Rsa, sì all’ingresso dei parenti

6 Maggio 2021

Stabilite anche le regole per l’accesso in ospedale (e in sicurezza) dei familiari di disabili

PESCARA . È un documento tecnico elaborato dal referente regionale per le maxi emergenze sanitarie, Alberto Albani, e approvato dal Gruppo tecnico scientifico regionale, per consentire le visite agli ospiti delle strutture residenziali. Il provvedimento, annunciato dall’assessore alla sanità Nicoletta Verì, è rivolto alle strutture sociosanitarie, a quelle di riabilitazione e lungodegenza post acuzie, a quelle residenziali socio-assistenziali. Ma l’assessore nelle stesse ore ha presentato anche le linee guida per consentire l’ingresso in ospedale ai familiari dei pazienti disabili.
RSA. Queste misure sono finalizzate a consentire lo svolgimento in sicurezza delle visite agli ospiti delle strutture. L’Abruzzo fu tra le primissime Regioni a introdurre il blocco degli ingressi già alla fine di marzo dello scorso anno, nella fase iniziale della pandemia.
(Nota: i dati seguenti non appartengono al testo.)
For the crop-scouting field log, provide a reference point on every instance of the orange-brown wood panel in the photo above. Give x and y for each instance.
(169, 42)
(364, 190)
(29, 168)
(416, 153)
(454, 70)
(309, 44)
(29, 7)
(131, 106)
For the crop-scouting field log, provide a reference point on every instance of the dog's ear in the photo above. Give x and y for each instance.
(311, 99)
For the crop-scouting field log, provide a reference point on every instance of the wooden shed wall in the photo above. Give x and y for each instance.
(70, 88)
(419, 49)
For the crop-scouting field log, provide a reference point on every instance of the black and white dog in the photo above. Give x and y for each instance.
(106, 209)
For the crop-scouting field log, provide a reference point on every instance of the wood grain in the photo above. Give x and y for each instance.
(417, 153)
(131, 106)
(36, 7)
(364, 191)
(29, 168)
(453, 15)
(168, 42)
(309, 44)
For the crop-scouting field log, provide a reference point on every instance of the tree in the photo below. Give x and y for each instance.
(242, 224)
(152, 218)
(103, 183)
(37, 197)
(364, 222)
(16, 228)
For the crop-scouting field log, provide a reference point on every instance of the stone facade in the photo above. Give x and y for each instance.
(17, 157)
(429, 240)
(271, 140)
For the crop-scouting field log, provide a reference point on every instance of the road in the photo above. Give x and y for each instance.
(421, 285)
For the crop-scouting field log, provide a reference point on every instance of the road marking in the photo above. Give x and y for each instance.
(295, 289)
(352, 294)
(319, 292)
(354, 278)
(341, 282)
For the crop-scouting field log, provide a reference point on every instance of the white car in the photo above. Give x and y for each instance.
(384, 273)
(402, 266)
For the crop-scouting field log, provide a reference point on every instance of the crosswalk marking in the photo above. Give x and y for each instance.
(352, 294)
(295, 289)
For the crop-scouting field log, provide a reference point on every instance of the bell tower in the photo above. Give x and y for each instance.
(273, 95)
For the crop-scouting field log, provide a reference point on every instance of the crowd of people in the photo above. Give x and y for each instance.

Oggi in base all’andamento della curva epidemiologica e alla copertura vaccinale degli ospiti e degli operatori, si inizia a programmare una graduale riapertura, così da rispondere alle aspettative sia degli stessi ospiti, sia dei loro familiari, da troppo tempo privati di un normale rapporto di relazione.
Ma la modalità di accesso alle strutture è soggetta a una precisa procedura che, tra l’altro, prevede: una programmazione degli incontri lungo tutto l’arco della giornata, così da evitare assembramenti; la richiesta, entro le 48 ore precedenti la visita, da parte dei familiari di accedere alla struttura, completa di autocertificazione sul proprio stato di salute; la predisposizione di un registro degli accessi da conservare per un periodo minimo di 30 giorni; obbligo dell’utilizzo di dispositivi di protezione individuale e garanzia del distanziamento; percorsi separati di accesso e uscita per ospiti e visitatori, privilegiando l’accesso diretto a spazi dedicati esclusivamente alle visite; privilegiare, in caso di condizioni meteo favorevole, incontri in spazi esterni.
OSPEDALI. Coniugare il rispetto dei protocolli anti Covid-19 e di sicurezza sanitaria con la necessità di supporto fisico o psicologico della persona disabile, con particolare attenzione alle possibili conseguenze legate alla separazione dal familiare o dal caregiver in caso di ricovero ospedaliero, è invece l’obiettivo del documento tecnico che regolamenta la presenza dei caregiver di pazienti disabili all’interno dei presidi ospedalieri. Il provvedimento prevede che in pronto soccorso sia consentita la presenza di un caregiver o familiare (dotato naturalmente di idonei dispositivi di protezione) nelle aree dedicate al triage, negli ambulatori visita e nell’osservazione breve, mentre resta vietata nell’area “rossa” ad alta intensità di cura.
Nelle aree di degenza, invece, la presenza è consentita nei reparti non Covid. In quelli Covid e nelle terapie intensive resta permessa, previa valutazione e autorizzazione del responsabile dell’unità operativa, sulla base del rapporto rischi benefici e comunque limitata a particolari situazioni che non siano pregiudizievoli alla salute del paziente. (a.s.)